Uno de los pilares del sistema democrático y republicano es el que refiere a la renovación periódica de los cargos. Se supone que el cambio de nombres evita la tentación autoritaria y permite corregir el rumbo de lo que no se ha hecho bien o que ha molestado a la gente. Es como tener una maestra distinta cada año: solo así se pueden superar los huecos que deja una que explica mal.
A esa idea republicana la debe apuntalar algún tipo de movilidad social ascendente, que garantice que esa renovación del gobierno vaya acompañada de una renovación entre las personas que pretenden acceder al poder. En ese sentido, las sociedades estamentales son enemigas de una democracia republicana plena. Parte del reclamo chileno va por ese lado.
La Argentina que se inauguró con el voto universal, secreto y obligatorio extendió la participación a mayores sectores sociales, que ya podían participar en política independientemente de su origen (contrariamente a lo que se sostiene para fundamentar el mito político de la oligarquía). De esa manera, la política nacional prácticamente no conoce de padres e hijos que hayan alcanzado el mismo nivel de éxito en la búsqueda de cargos, sólo el caso de Luis y Roque Sáenz Peña.
Eso parece estar cambiando en los últimos años, en los que portadores de apellido reciben bendiciones que los ubican en cargos cada vez más importantes. Aunque la estructura del Estado es lo suficientemente grande como para acomodar parientes sin que nadie se de cuenta (o al menos por un tiempo, como le pasó a los Triaca), hay algunos que pretenden llevarlo a otro nivel.
Ricardo Alfonsín como candidato presidencial en 2011, Natalia De la Sota como legisladora hace unos meses, Ramón Javier Mestre como intendente o su hermano Diego como diputado, todos supieron aprovechar la herencia de un apellido ilustre. Son probablemente los casos que más rápidamente se nos vienen a la cabeza, aunque no los únicos.
Si hay una familia que en la historia reciente ha sabido usufructuar la posesión del poder institucional, esa ha sido la de la futura vicepresidenta, Cristina Fernández de Kirchner. Ex presidenta, llegó al cargo tras suceder a su marido, Néstor Kirchner, en 2007.
Néstor supo entender lo importante de los vínculos familiares, porque nombró a su hermana Alicia como ministra, que duró los tres períodos del kirchnerismo en el cargo. Se retiró en 2015 a gobernar la provincia, cargo que mantendrá por los próximos cuatro años.
Alberto Fernández dejó en claro que el pensamiento dinástico recorre la mente de la familia Kirchner, quizás por ser Elisabet (como la reina de Inglaterra pero castellanizado) el segundo nombre de Cristina.
Al ser consultado sobre una posible candidatura presidencial futura de Máximo Kirchner (el primogénito de Néstor y Cristina) aseguró que “ojalá sea presidente.
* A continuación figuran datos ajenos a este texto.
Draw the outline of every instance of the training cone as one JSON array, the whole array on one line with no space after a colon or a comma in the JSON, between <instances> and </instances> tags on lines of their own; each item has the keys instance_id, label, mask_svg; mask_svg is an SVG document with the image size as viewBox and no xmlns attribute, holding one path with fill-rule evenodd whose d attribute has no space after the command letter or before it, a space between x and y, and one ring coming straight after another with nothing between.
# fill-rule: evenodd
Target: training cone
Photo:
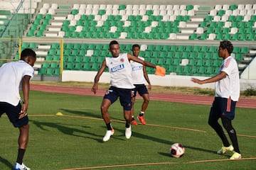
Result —
<instances>
[{"instance_id":1,"label":"training cone","mask_svg":"<svg viewBox=\"0 0 256 170\"><path fill-rule=\"evenodd\" d=\"M61 112L58 112L56 115L63 115L63 114Z\"/></svg>"}]
</instances>

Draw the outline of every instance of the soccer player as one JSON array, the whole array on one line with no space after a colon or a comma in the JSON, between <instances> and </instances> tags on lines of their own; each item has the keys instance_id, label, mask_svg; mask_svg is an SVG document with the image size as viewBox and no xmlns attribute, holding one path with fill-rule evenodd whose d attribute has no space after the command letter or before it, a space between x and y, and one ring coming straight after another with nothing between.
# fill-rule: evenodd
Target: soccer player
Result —
<instances>
[{"instance_id":1,"label":"soccer player","mask_svg":"<svg viewBox=\"0 0 256 170\"><path fill-rule=\"evenodd\" d=\"M140 52L140 47L139 45L135 44L132 45L132 54L136 57L139 58L140 60L144 60L144 58L139 57ZM142 125L146 125L146 121L144 118L144 113L146 111L146 109L149 105L149 95L148 89L144 84L145 79L149 84L149 89L151 90L151 86L150 81L146 70L146 67L143 64L138 63L137 62L131 61L132 65L132 77L133 84L135 86L134 89L134 95L132 98L132 125L137 125L138 123L134 119L134 102L137 91L139 94L143 98L143 103L142 106L142 110L139 114L137 116L138 120L141 122Z\"/></svg>"},{"instance_id":2,"label":"soccer player","mask_svg":"<svg viewBox=\"0 0 256 170\"><path fill-rule=\"evenodd\" d=\"M33 76L33 66L36 60L36 52L24 49L21 60L5 63L0 67L0 116L6 113L10 122L19 130L18 150L14 170L30 170L23 163L28 142L28 94L29 82ZM21 85L23 101L19 94Z\"/></svg>"},{"instance_id":3,"label":"soccer player","mask_svg":"<svg viewBox=\"0 0 256 170\"><path fill-rule=\"evenodd\" d=\"M158 67L158 66L143 61L130 54L120 54L119 45L116 40L110 42L109 50L112 54L112 57L106 57L102 62L102 66L95 77L95 82L92 87L92 91L96 94L98 89L100 77L107 67L110 73L110 87L106 91L100 106L102 115L107 125L107 132L103 137L104 142L108 141L114 132L111 125L108 108L117 100L118 97L123 107L124 118L126 120L125 137L127 139L129 139L132 136L132 97L134 95L134 89L135 86L133 85L132 79L130 60L139 62L146 67L153 68L156 68L156 70Z\"/></svg>"},{"instance_id":4,"label":"soccer player","mask_svg":"<svg viewBox=\"0 0 256 170\"><path fill-rule=\"evenodd\" d=\"M223 59L223 62L218 74L204 80L192 78L191 81L199 84L215 82L215 98L210 108L208 124L215 130L223 142L223 147L217 153L233 152L230 159L235 159L241 158L236 132L231 123L235 118L235 104L240 96L240 79L238 63L230 56L233 50L233 45L230 41L220 42L218 55ZM230 144L221 125L218 122L219 118L228 132L233 146Z\"/></svg>"}]
</instances>

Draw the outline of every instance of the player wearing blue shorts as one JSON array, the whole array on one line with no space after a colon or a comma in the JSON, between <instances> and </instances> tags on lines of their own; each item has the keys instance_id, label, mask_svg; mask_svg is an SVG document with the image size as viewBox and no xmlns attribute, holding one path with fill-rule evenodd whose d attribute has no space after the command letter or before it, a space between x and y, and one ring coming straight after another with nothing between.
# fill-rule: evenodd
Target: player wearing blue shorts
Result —
<instances>
[{"instance_id":1,"label":"player wearing blue shorts","mask_svg":"<svg viewBox=\"0 0 256 170\"><path fill-rule=\"evenodd\" d=\"M132 45L132 54L134 56L144 60L144 59L142 57L139 56L140 52L140 47L139 45L135 44ZM132 125L137 125L138 123L136 122L134 119L134 102L135 98L137 95L137 92L142 96L143 98L143 103L142 105L142 108L139 114L137 116L138 120L141 122L142 125L146 125L146 121L144 120L144 114L146 110L146 108L149 105L149 94L146 86L145 86L144 81L145 80L149 84L149 89L151 90L151 86L150 84L150 81L146 70L146 67L142 65L140 63L131 61L132 65L132 77L134 85L135 86L134 89L134 95L132 98Z\"/></svg>"},{"instance_id":2,"label":"player wearing blue shorts","mask_svg":"<svg viewBox=\"0 0 256 170\"><path fill-rule=\"evenodd\" d=\"M191 81L199 84L215 82L215 95L210 108L208 124L214 129L220 137L223 144L218 154L225 154L228 151L233 152L231 159L240 159L241 154L238 147L236 132L232 125L235 118L236 102L240 96L240 79L238 63L230 55L233 46L230 41L220 42L218 55L223 59L218 74L211 78L199 80L192 78ZM223 130L218 123L218 119L227 130L233 146L230 144Z\"/></svg>"},{"instance_id":3,"label":"player wearing blue shorts","mask_svg":"<svg viewBox=\"0 0 256 170\"><path fill-rule=\"evenodd\" d=\"M92 87L92 91L95 94L98 89L100 77L107 67L110 74L110 88L106 91L100 106L102 115L107 126L107 132L103 137L104 142L108 141L114 132L111 125L108 108L118 98L119 98L120 103L123 107L124 118L126 121L125 137L127 139L129 139L132 136L132 97L134 95L133 89L135 86L133 85L132 79L130 61L133 60L146 67L156 68L154 64L143 61L130 54L120 54L119 45L116 40L110 42L110 52L112 57L105 57L105 60L102 62Z\"/></svg>"},{"instance_id":4,"label":"player wearing blue shorts","mask_svg":"<svg viewBox=\"0 0 256 170\"><path fill-rule=\"evenodd\" d=\"M28 142L28 107L29 82L33 76L33 66L36 60L36 52L24 49L21 60L5 63L0 67L0 116L6 113L10 122L19 129L18 150L14 170L29 170L23 163ZM21 84L23 101L19 94Z\"/></svg>"}]
</instances>

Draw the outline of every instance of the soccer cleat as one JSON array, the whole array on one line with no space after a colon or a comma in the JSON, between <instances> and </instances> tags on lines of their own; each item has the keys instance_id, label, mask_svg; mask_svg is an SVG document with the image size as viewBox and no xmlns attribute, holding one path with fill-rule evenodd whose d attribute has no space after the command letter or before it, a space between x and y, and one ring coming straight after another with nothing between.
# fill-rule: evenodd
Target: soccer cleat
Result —
<instances>
[{"instance_id":1,"label":"soccer cleat","mask_svg":"<svg viewBox=\"0 0 256 170\"><path fill-rule=\"evenodd\" d=\"M138 123L136 122L135 120L132 120L131 123L132 123L132 125L138 125Z\"/></svg>"},{"instance_id":2,"label":"soccer cleat","mask_svg":"<svg viewBox=\"0 0 256 170\"><path fill-rule=\"evenodd\" d=\"M234 150L234 147L232 145L229 147L224 147L223 146L217 152L217 154L225 154L227 151L233 152Z\"/></svg>"},{"instance_id":3,"label":"soccer cleat","mask_svg":"<svg viewBox=\"0 0 256 170\"><path fill-rule=\"evenodd\" d=\"M230 159L241 159L242 156L240 154L234 152L234 154L232 155L232 157L230 158Z\"/></svg>"},{"instance_id":4,"label":"soccer cleat","mask_svg":"<svg viewBox=\"0 0 256 170\"><path fill-rule=\"evenodd\" d=\"M110 130L107 130L106 135L103 137L103 142L107 142L110 139L110 137L114 133L114 130L112 128Z\"/></svg>"},{"instance_id":5,"label":"soccer cleat","mask_svg":"<svg viewBox=\"0 0 256 170\"><path fill-rule=\"evenodd\" d=\"M129 128L125 128L125 137L129 139L132 136L132 128L131 125Z\"/></svg>"},{"instance_id":6,"label":"soccer cleat","mask_svg":"<svg viewBox=\"0 0 256 170\"><path fill-rule=\"evenodd\" d=\"M23 163L22 164L20 164L18 163L15 163L14 170L31 170L30 168L27 167L26 165L24 165Z\"/></svg>"},{"instance_id":7,"label":"soccer cleat","mask_svg":"<svg viewBox=\"0 0 256 170\"><path fill-rule=\"evenodd\" d=\"M146 122L145 122L145 120L144 119L144 116L143 116L143 115L142 115L142 116L138 115L138 116L137 116L137 118L138 118L138 120L141 122L141 123L142 123L142 125L146 125Z\"/></svg>"}]
</instances>

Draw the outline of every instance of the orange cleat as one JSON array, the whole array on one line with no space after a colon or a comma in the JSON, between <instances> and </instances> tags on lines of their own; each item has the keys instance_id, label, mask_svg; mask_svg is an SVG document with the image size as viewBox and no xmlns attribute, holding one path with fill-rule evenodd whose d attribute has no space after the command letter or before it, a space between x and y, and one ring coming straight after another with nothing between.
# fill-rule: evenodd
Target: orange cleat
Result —
<instances>
[{"instance_id":1,"label":"orange cleat","mask_svg":"<svg viewBox=\"0 0 256 170\"><path fill-rule=\"evenodd\" d=\"M138 123L137 123L137 121L135 120L132 120L131 123L133 125L138 125Z\"/></svg>"},{"instance_id":2,"label":"orange cleat","mask_svg":"<svg viewBox=\"0 0 256 170\"><path fill-rule=\"evenodd\" d=\"M141 123L142 123L142 125L146 125L146 122L145 122L145 120L144 119L144 116L139 116L139 115L138 115L138 116L137 116L137 118L138 118L138 120L139 120L139 121L141 122Z\"/></svg>"}]
</instances>

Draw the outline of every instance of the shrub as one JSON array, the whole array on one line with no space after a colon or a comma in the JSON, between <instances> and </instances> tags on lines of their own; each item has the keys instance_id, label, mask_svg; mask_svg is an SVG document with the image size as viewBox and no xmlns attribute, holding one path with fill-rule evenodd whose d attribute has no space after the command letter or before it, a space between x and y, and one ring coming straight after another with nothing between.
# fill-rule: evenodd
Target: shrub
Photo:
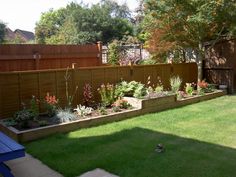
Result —
<instances>
[{"instance_id":1,"label":"shrub","mask_svg":"<svg viewBox=\"0 0 236 177\"><path fill-rule=\"evenodd\" d=\"M191 84L191 83L186 83L186 86L185 86L185 93L186 93L187 95L192 96L192 95L193 95L193 90L194 90L194 88L193 88L192 84Z\"/></svg>"},{"instance_id":2,"label":"shrub","mask_svg":"<svg viewBox=\"0 0 236 177\"><path fill-rule=\"evenodd\" d=\"M156 93L161 93L161 92L163 92L163 90L164 90L163 85L157 85L155 88Z\"/></svg>"},{"instance_id":3,"label":"shrub","mask_svg":"<svg viewBox=\"0 0 236 177\"><path fill-rule=\"evenodd\" d=\"M98 88L98 93L101 96L102 105L105 107L111 106L115 101L115 87L112 84L102 84L101 87Z\"/></svg>"},{"instance_id":4,"label":"shrub","mask_svg":"<svg viewBox=\"0 0 236 177\"><path fill-rule=\"evenodd\" d=\"M44 126L48 125L48 122L46 120L40 120L40 121L38 121L38 124L40 127L44 127Z\"/></svg>"},{"instance_id":5,"label":"shrub","mask_svg":"<svg viewBox=\"0 0 236 177\"><path fill-rule=\"evenodd\" d=\"M179 76L173 76L170 78L171 91L177 93L180 89L182 79Z\"/></svg>"},{"instance_id":6,"label":"shrub","mask_svg":"<svg viewBox=\"0 0 236 177\"><path fill-rule=\"evenodd\" d=\"M116 85L116 97L133 96L135 98L142 98L147 94L147 89L144 84L136 81L126 82L122 81Z\"/></svg>"},{"instance_id":7,"label":"shrub","mask_svg":"<svg viewBox=\"0 0 236 177\"><path fill-rule=\"evenodd\" d=\"M45 96L44 103L48 116L54 116L58 107L58 99L56 98L56 96L50 96L50 94L47 93L47 95Z\"/></svg>"},{"instance_id":8,"label":"shrub","mask_svg":"<svg viewBox=\"0 0 236 177\"><path fill-rule=\"evenodd\" d=\"M127 100L125 99L118 99L113 104L112 107L118 107L120 109L128 109L132 107Z\"/></svg>"},{"instance_id":9,"label":"shrub","mask_svg":"<svg viewBox=\"0 0 236 177\"><path fill-rule=\"evenodd\" d=\"M69 68L66 69L66 73L65 73L65 83L66 83L66 100L67 100L67 106L66 106L66 109L72 109L72 103L73 103L73 100L74 100L74 97L77 93L77 90L78 90L78 86L75 87L75 90L74 90L74 93L71 94L69 93L69 80L71 78L71 75L69 74Z\"/></svg>"},{"instance_id":10,"label":"shrub","mask_svg":"<svg viewBox=\"0 0 236 177\"><path fill-rule=\"evenodd\" d=\"M119 42L114 40L108 45L108 63L112 65L118 65L120 58Z\"/></svg>"},{"instance_id":11,"label":"shrub","mask_svg":"<svg viewBox=\"0 0 236 177\"><path fill-rule=\"evenodd\" d=\"M93 108L91 107L86 107L86 106L82 106L82 105L77 105L77 108L74 109L76 111L76 113L81 116L81 117L85 117L87 115L92 114Z\"/></svg>"},{"instance_id":12,"label":"shrub","mask_svg":"<svg viewBox=\"0 0 236 177\"><path fill-rule=\"evenodd\" d=\"M100 106L98 107L98 112L101 114L101 115L107 115L107 110L104 106Z\"/></svg>"},{"instance_id":13,"label":"shrub","mask_svg":"<svg viewBox=\"0 0 236 177\"><path fill-rule=\"evenodd\" d=\"M89 84L84 85L83 91L83 105L91 107L93 105L92 87Z\"/></svg>"},{"instance_id":14,"label":"shrub","mask_svg":"<svg viewBox=\"0 0 236 177\"><path fill-rule=\"evenodd\" d=\"M39 116L39 108L38 108L38 100L32 95L32 99L30 100L30 111L33 114L34 118Z\"/></svg>"},{"instance_id":15,"label":"shrub","mask_svg":"<svg viewBox=\"0 0 236 177\"><path fill-rule=\"evenodd\" d=\"M53 122L63 123L70 122L77 119L77 116L71 112L70 109L59 109L56 112L56 115L52 118Z\"/></svg>"},{"instance_id":16,"label":"shrub","mask_svg":"<svg viewBox=\"0 0 236 177\"><path fill-rule=\"evenodd\" d=\"M198 94L204 94L208 92L213 92L215 87L211 84L208 84L206 81L199 81L198 84Z\"/></svg>"},{"instance_id":17,"label":"shrub","mask_svg":"<svg viewBox=\"0 0 236 177\"><path fill-rule=\"evenodd\" d=\"M25 107L16 112L14 115L14 120L19 124L22 128L29 127L29 121L35 118L35 113L32 112L31 109L26 109Z\"/></svg>"}]
</instances>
Es un chico maravilloso, criterioso, razonable y moderado".
El elogio suena más a chanza interna para reírse con los amigos en un asado que a un deseo verdadero. También es la posibilidad de mantener las expectativas de algunos jóvenes que creen que efectivamente hay un estadista en potencia en un personaje tan misterioso y poco afecto al contacto con la prensa.
Máximo no cuenta con mayores laureles que el apellido, ya que no tiene título universitario en un país en el que la educación superior es gratuita, algo que no se puede explicar en las carencias materiales (como reza el mantra progresista de las posibilidades): su patrimonio es de US$ 10 millones.
Es difícil creer que la simple portación de apellido sea suficiente para convertir a una persona en presidente de un país grande y complejo como el nuestro, pero siempre hay lugar para alguna sorpresa. Si efectivamente se consumara la candidatura del principal heredero del imperio inmobiliario Kirchner, la señal sería bastante clara: no hay confianza en la renovación; no hay lugar para el control.
La renovación periódica de los cargos es más que una formalidad burocrática, porque el espíritu de la norma va más allá de la letra en la que se corporiza. La salud del sistema depende de dejar fuera del poder a las dinastías, evitando que degeneren en sistemas nepotistas que finalmente terminen como despotismos. Algunas veces, portar el apellido es suficiente prueba para el sistema.